Small Team, Big Breakthrough: Prof. Yang Hongxia’s Team Overcomes the Three Major Barriers to Large Model Fusion with InfiFusion Framework
With just 100 GPUs, scientists have dismantled the “three walls” of large model fusion, making it possible to build stronger models from any open-source foundation. This breakthrough comes from the team led by Prof. Hongxia Yang, and is being hailed as a milestone in scalable, efficient large model integration.
I. Breaking Through the “Three Walls” of Large Model Fusion
According to the team, early attempts at large model fusion in the AI community often revolved around naïvely “stitching together” the parameters of multiple models. However, this approach quickly ran into three major barriers:
Distillation mismatch caused by differing vocabularies across models.
Semantic noise resulting from conflicting styles among multiple teacher models.
Persistent concerns over values and safety even after capabilities were distilled.
To address this, the team introduced a three-part fusion strategy:
InfiFusion: Tackles the vocabulary mismatch using Universal Logit Distillation (ULD) with Top-K selection and logit standardization, achieving stable and effective cross-vocabulary distillation with minimal computational cost.
InfiGFusion: Recognizes that aligning probability distributions is not enough—teacher models often encode different “syntactic skeletons.” This method treats logits as graphs and uses the Gromov-Wasserstein distance to perform structure-level alignment, resolving the second barrier.
InfiFPO: Focuses on preference alignment in the final stage using a modified RLHF (Reinforcement Learning from Human Feedback) framework. By introducing multi-source probability fusion, length normalization, and probability truncation, it ensures the resulting model is not only capable and coherent but also safe and aligned with human values.

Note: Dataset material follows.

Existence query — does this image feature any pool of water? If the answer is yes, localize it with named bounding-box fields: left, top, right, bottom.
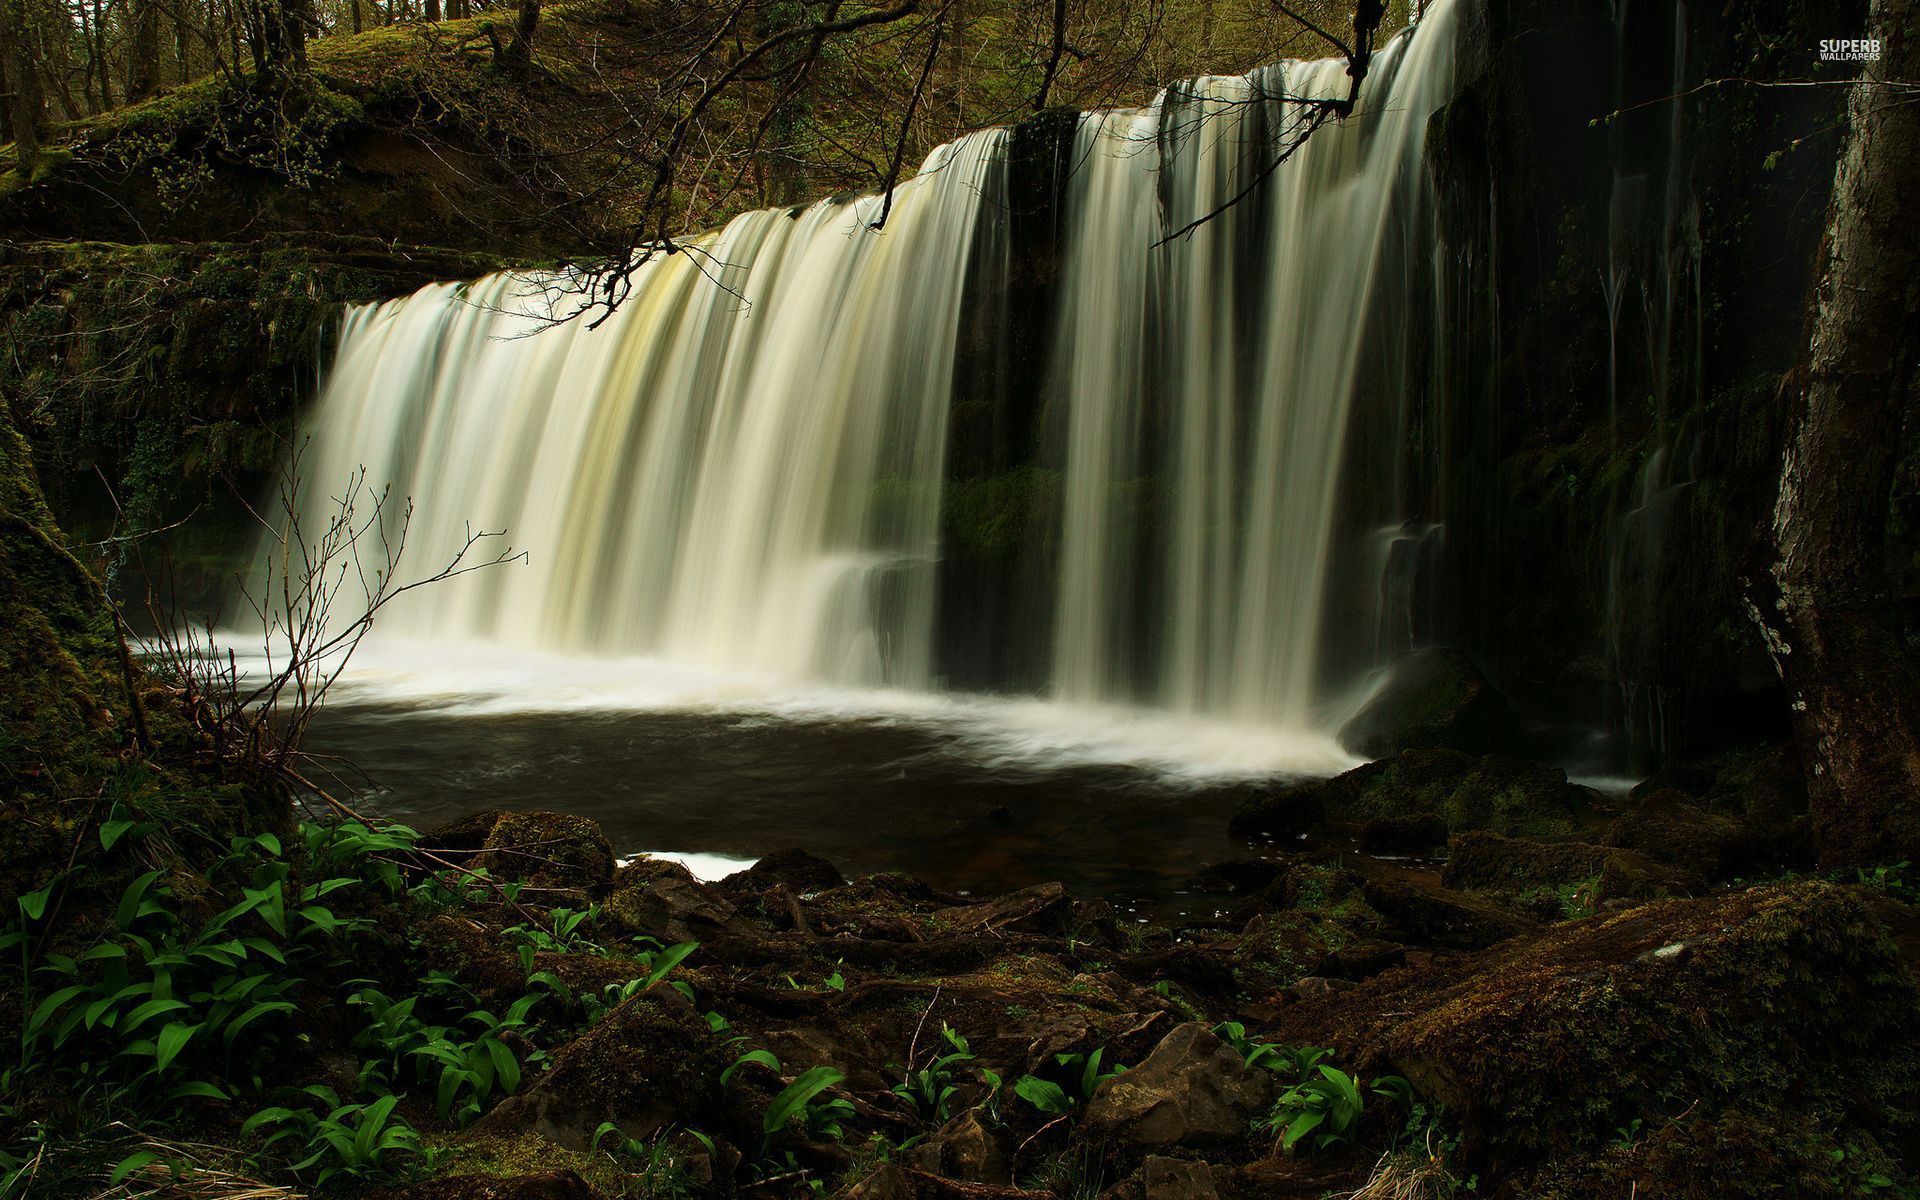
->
left=288, top=638, right=1357, bottom=913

“The trilogy of papers was designed to strengthen the three pillars of fusion: capability, structure, and value,” the team explained.
II. From “Reinforcing Foundations” to “Correcting Course”
Why were the three papers released in the order of distillation → structure → preference, rather than bundled together? According to the team, this reflects the rhythm of reinforcing foundations before correcting course.
Initially, the team set out to fuse the strengths of three stylistically distinct teacher models—Qwen-Coder, Qwen-Instruct, and Mistral-Small—into a central model, Phi-4. But their first experiments revealed a major roadblock: vocabulary mismatches. The same Chinese idiom would be tokenized completely differently by each teacher, often using obscure suffix tokens.
They focused first on the foundational distillation problem. In InfiFusion, they systematically swept the Top-K parameter and found that K = 10 captured almost all probability mass while minimizing gradient noise. They also applied Z-score standardization to logits before distillation, allowing the student model to focus on relative rankings rather than absolute values. “These technical details may seem trivial, but they’re what turn a ‘working’ distillation into a robust one,” the team noted.
Once capability was firmly established, the next hurdle emerged: conflicting reasoning structures. For instance, in a multi-step reasoning task, one teacher model might filter sets first before calculating values, while another does the reverse. Though probabilities aligned, the solution paths clashed. InfiGFusion addressed this by modeling logits as graph structures and aligning them using Gromov-Wasserstein distance, helping the student learn not just probabilities but reasoning chains.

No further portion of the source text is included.